Primary LanguagePython

JSTA: joint cell segmentation and cell type annotation for spatial transcriptomics

Initially, watershed based segmentation is performed and a cell level type classifier, parameterized by a deep neural network (DNN), is trained based on the NCTT data. The cell level classifier then assigns cell (sub)types (red and blue in this cartoon example). Based on the current assignment of pixels to cell (sub)types, a new DNN is trained to estimate the probabilities that each pixel comes from each of the possible (sub)types given the local RNA density at each pixel. In this example, two pixels that were initially assigned to the “red” cells got higher probability to be of a blue type. Since the neighbor cell is of type “blue” they were reassigned to that cell during segmentation update. Using the updated segmentation and the cell type classifier cell types are reassigned. The tasks of training, segmentation, and classification are repeated over many iterations until convergence. See the full manuscript here: https://doi.org/10.15252/msb.202010108

Download and Install:

In terminal:

git clone https://github.com/wollmanlab/JSTA.git

Install python dependencies:

With pip:
pip install -r CoreFunctions/requirements.txt
With conda:
conda env create -f CoreFunctions/environment.yml
or
conda install --file CoreFunctions/requirements.txt

Compile c files, and add current path to functions:

./install.sh

Tutorials:

tutorials/SimulatingData.ipynb

Simulate spatial transcriptomics data from a reference dataset:
Files needed:

  • scRNAseq Reference:
    • cells x genes matrix
  • Reference celltypes:
    • cell type vector

Representative synthetic dataset of nuclei (black) and mRNAs, where each color represents a different gene (left). Ground truth boundaries of the cells. Each color represents a different cell (right).
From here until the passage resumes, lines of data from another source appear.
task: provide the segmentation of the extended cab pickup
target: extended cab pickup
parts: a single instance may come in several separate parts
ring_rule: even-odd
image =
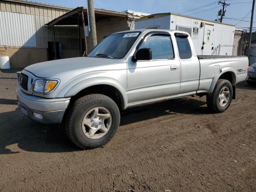
[[[246,79],[248,63],[245,56],[197,56],[184,32],[124,31],[105,38],[86,57],[18,72],[18,105],[33,120],[64,122],[75,144],[93,148],[114,135],[120,109],[196,94],[206,95],[213,112],[224,112],[236,83]]]

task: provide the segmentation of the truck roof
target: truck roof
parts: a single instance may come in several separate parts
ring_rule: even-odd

tutorials/RunningJSTA.ipynb

Run our quick implementation of density estimation, and segmentation with JSTA!
Files needed:

  • mRNA spots:
    • spots x 4 matrix
    • Columns: gene name, x, y, z
    • Rows: Each mRNA spot
  • nuclei:
    • pixels x 4 matrix;
    • Columns: cell id, x, y, z
    • Rows: Each pixel of nucleus
  • scRNAseq Reference:
    • cells x genes matrix
  • Reference celltypes:
    • cell type vector

High resolution cell type map of 133 cell (sub)types. Colors match those defined by Neocortical Cell Type Taxonomy. Scale bar is 500 microns.

tutorials/FindSpatialDEGs.ipynb

Run our approach for finding spDEGs in your spatial data.